Can Roxithromycin and Betamethasone Induce Acute Pancreatitis? A Case Report

Pascal Renkes1, Nadine Petitpain2, Françoise Cosserat2, Sébastien Bangratz3, Philippe Trechot3
  1. Hôpital-Clinique Claude Bernard. Metz, France
  2. Centre Régional de Pharmacovigilance. CHU Nancy, France
  3. Service de Pharmacologie Clinique et de Toxicologie. CHU Nancy, France
Corresponding Author:
Philippe Trechot
Service de Pharmacologie Clinique et de
CHU Nancy
54035 Nancy cedex
Phone +33-383-364.088
Fax +33-383-323.344
E-mail [email protected]
Received: 11 June 2003 Accepted: 01 July 2003
Visit for more related articles at JOP. Journal of the Pancreas


Context Acute pancreatitis has been reported in a few cases treated with macrolides or glucocorticoids. Case report We report the case of a 58 year old patient who, after 2 days of treatment with roxithromycin and betamethasone, manifested acute pancreatitis. Other causes of the disease were ruled out.

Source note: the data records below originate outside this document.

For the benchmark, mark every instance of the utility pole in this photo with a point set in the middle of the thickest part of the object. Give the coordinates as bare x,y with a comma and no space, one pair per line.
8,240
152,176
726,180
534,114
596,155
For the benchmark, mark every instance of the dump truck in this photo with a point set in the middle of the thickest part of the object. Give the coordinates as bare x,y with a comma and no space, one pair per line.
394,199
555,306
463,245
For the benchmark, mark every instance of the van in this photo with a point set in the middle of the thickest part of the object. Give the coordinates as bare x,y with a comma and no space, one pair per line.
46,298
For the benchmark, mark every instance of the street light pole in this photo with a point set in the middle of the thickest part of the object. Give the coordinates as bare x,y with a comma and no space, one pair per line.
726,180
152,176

No re-occurrence of pancreatitis was observed in a 16 month follow-up. Conclusion Our case sheds new light on glucocorticoid pancreatotoxicity and confirms the role of macrolides as potential pancreatotoxic drugs.


Betamethasone; Case Report; Chemicals and Drugs Category; Pancreatitis; Risk Factors; Roxithromycin


Among macrolides, erythromycin [1, 2, 3] and less frequently clarithromycin [4, 5], have been responsible for drug-induced pancreatitis. To our knowledge, roxithromycin has only been involved in two cases of pancreatic disorders [6, 7]. Regarding glucocorticoids, their pancreatotoxicity still remains controversial despite several reports [8, 9].
In the following, we report the case of a possible roxithromycin- and betamethasoneinduced acute pancreatitis occurring during the treatment of an upper respiratory tract infection.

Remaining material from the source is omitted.